Hükümet içinden ‘Öcalan’ın hapis koşulları, konumu’ konusunda da mırıldanmalar devam ediyor. Cumhurbaşkanı Erdoğan ise bambaşka bir havada:
“PYD’ye silah desteği vermek ve PYD’ye verilecek silah desteğiyle IŞİD’e karşı burada bir cephe oluşturmak. PYD şu anda bizim için PKK ile eştir, o da bir terör örgütüdür… Başmüzakereci, vesaire gibi böyle bir şey… Bunlar çok büyük tehlike, çok büyük yanlış… Ne kadar genişletilecekse zaten genişletilmiş, imkân her şey verilmiş.”
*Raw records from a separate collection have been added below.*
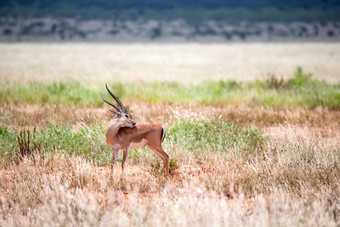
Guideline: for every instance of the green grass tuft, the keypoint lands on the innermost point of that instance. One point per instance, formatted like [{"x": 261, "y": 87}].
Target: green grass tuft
[{"x": 300, "y": 90}]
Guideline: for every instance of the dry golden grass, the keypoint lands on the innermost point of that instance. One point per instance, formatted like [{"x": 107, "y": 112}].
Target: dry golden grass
[
  {"x": 259, "y": 117},
  {"x": 294, "y": 182},
  {"x": 166, "y": 62}
]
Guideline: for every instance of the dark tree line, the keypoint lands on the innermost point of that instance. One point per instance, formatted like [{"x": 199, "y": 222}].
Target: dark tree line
[
  {"x": 174, "y": 4},
  {"x": 194, "y": 11}
]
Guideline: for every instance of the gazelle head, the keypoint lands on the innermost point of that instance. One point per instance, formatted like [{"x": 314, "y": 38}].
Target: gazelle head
[{"x": 121, "y": 112}]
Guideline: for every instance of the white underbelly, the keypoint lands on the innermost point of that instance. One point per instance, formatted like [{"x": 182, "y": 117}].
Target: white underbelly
[{"x": 140, "y": 144}]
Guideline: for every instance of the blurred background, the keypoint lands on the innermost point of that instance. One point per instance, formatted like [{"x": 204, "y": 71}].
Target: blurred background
[{"x": 170, "y": 21}]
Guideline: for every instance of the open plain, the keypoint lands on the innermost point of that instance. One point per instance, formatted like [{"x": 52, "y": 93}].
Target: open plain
[{"x": 252, "y": 132}]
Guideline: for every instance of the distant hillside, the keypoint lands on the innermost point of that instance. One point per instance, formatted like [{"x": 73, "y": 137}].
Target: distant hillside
[{"x": 193, "y": 11}]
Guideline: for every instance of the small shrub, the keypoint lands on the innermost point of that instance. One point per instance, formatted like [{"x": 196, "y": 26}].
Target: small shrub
[
  {"x": 157, "y": 166},
  {"x": 26, "y": 143}
]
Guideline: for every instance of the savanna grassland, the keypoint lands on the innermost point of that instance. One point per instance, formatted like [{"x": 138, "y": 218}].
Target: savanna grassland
[{"x": 252, "y": 132}]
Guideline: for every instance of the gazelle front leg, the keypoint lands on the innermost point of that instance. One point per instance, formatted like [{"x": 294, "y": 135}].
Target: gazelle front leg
[
  {"x": 114, "y": 159},
  {"x": 125, "y": 153}
]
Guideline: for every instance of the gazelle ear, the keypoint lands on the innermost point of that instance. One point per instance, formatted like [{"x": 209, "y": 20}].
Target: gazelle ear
[{"x": 115, "y": 112}]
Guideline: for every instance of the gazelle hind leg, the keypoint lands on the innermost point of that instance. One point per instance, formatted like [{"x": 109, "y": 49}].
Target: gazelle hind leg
[
  {"x": 163, "y": 155},
  {"x": 125, "y": 153}
]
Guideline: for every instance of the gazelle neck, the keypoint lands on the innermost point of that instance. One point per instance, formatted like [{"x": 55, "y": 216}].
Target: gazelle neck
[{"x": 113, "y": 127}]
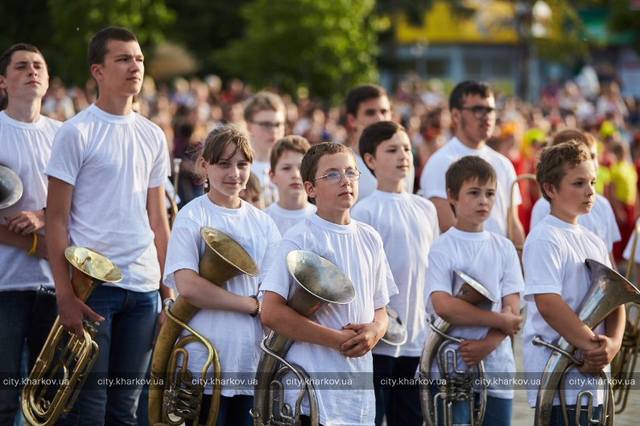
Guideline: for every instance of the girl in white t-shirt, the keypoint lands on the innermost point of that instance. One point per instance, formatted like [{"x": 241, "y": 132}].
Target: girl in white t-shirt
[
  {"x": 334, "y": 346},
  {"x": 492, "y": 260},
  {"x": 557, "y": 278},
  {"x": 228, "y": 314}
]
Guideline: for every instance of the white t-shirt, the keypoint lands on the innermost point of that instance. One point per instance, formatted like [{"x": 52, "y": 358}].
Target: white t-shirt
[
  {"x": 368, "y": 182},
  {"x": 492, "y": 260},
  {"x": 408, "y": 225},
  {"x": 433, "y": 183},
  {"x": 357, "y": 250},
  {"x": 25, "y": 148},
  {"x": 600, "y": 220},
  {"x": 112, "y": 161},
  {"x": 553, "y": 258},
  {"x": 235, "y": 335},
  {"x": 287, "y": 219}
]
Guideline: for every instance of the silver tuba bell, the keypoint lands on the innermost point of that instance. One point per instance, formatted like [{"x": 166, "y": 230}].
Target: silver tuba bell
[
  {"x": 608, "y": 290},
  {"x": 454, "y": 385},
  {"x": 318, "y": 282}
]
‘Mahalli’ dediğim şey tam da budur: Kamu algısını yönetme, AKP tabanının milliyetçi oylarını kaptırmama ve tek adam iktidarını sabitleme düşüncesi ‘süreç’in özü, hedefi ve bölgesel çerçevesinin önüne çıkmışsa, bunun adı düpedüz ‘çorba’ olur.
Ortaya konan ‘İyi olur inşallah’ tablosu üzerine herkes şu soruyu yüksek sesle sormalıdır: ‘Süreç’, Haziran 2015’te öngörülen, hatta Mart-Nisan’a çekileceği iddia edilen genel seçimlere kadar, AKP’nin tekçi siyasi tasarımlarının selameti uğruna sadece ateşkes halinin uzatılmasından başka bir anlam taşımayan, bildik bir ‘mahalli’ taktik midir?